Coordination Scalability: Exponential growth in joint action space with team size necessitates efficient abstractions, expert decomposition, and hierarchical planning. Current methods scale up to 4 agents effectively but degrade beyond this scope (Kang et al., 26 Jan 2026).
Sim-to-Real Transfer: Progress is predominantly shown in physics-based simulators; translating policies and planning to real-world robots remains challenging due to sensor noise, dynamics variability, and safety constraints (Kang et al., 26 Jan 2026, Gao et al., 3 Nov 2025).
Natural Language Ambiguity: Robust parsing and formalization of instruction uncertainty, as well as disambiguation in multi-agent contexts, require further theoretical foundation and experimental validation.
Real-Time Replanning: Existing systems, such as LLM-MARS, encounter performance bottlenecks with >2-task commands and slow adapter switching (~40s), hindering online adaptation.
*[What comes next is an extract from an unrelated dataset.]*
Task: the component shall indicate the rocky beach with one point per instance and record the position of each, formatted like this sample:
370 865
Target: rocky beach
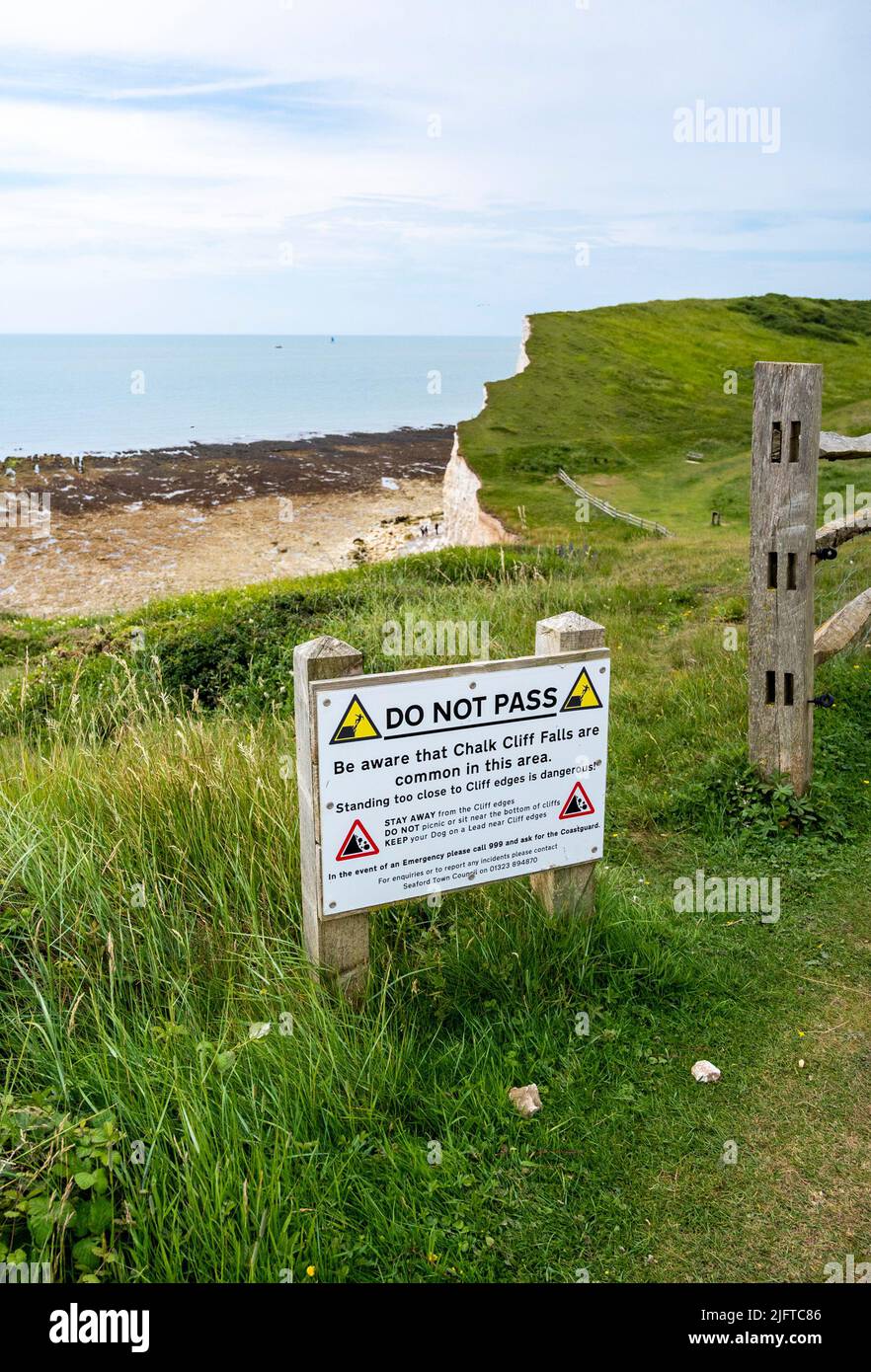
125 530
Future directions include intermediate “decomposer” adapters, hierarchical planners, and fast multi-task adapter architectures (Lykov et al., 2023).
Grounding and Personalization: Systems like MARS-MLLM highlight risk-aware planning and linguistic grounding to executable skills. Limitations include fixed primitive libraries and lack of end-to-end motor policy learning; ongoing work investigates imitation-based skill grounding and continual preference learning (Gao et al., 3 Nov 2025).
Robustness and Workflow Adherence: Failures in role assignment, tool access, in-time failure recovery, and reflection accuracy persist in hierarchical frameworks. Solutions focus on structured reasoning logs, debate protocols, and adaptive monitoring (Bai et al., 4 Jun 2025).

6. Domain-Specific Applications and Generalization

MARS Challenge systems demonstrate extensibility across diverse domains:

Assistive Intelligence: Multi-agent MLLMs for smart home robots assist people with disabilities via adaptive risk assessment, scene understanding, and personalized planning (Gao et al., 3 Nov 2025).
Industrial Logistics: Modular BT frameworks (LLM-MARS) coordinate fleets of forklifts, drones, or collaborative robot lines in warehouse and Industry 5.0 contexts (Lykov et al., 2023).
Exploration and Swarm Robotics: Autonomous resource collection in unknown terrains, as exemplified by the Swarmathon, highlights decentralized algorithms for search and discovery with no global map (Ackerman et al., 2018).

Adaptability is achieved by retraining perception and risk-classification modules, extending planners to new environments, and integrating multimodal inputs (RGB, depth, segmentation, point-cloud) (Gao et al., 3 Nov 2025). Real-world deployment requires improvements in latency, motor-skill generalization, and integration of online feedback mechanisms.

7. Summary and Outlook

The MARS Challenge serves as a reference testbed for benchmarking multi-agent robotic systems integrating perception, reasoning, planning, control, and dialogue. Solutions employing LLMs and VLMs demonstrate the viability of modular, iterative, and expertise-decomposed design pipelines. Quantitative evaluations corroborate the significance of self-correction, robust spatial reasoning, and modular coordination. Continued research focuses on scaling to larger teams, bridging sim-to-real gaps, advancing hierarchical planning, and maintaining transparency and resilience in real-world applications (Kang et al., 26 Jan 2026, Gao et al., 3 Nov 2025, Lykov et al., 2023, Bai et al., 4 Jun 2025, Ackerman et al., 2018).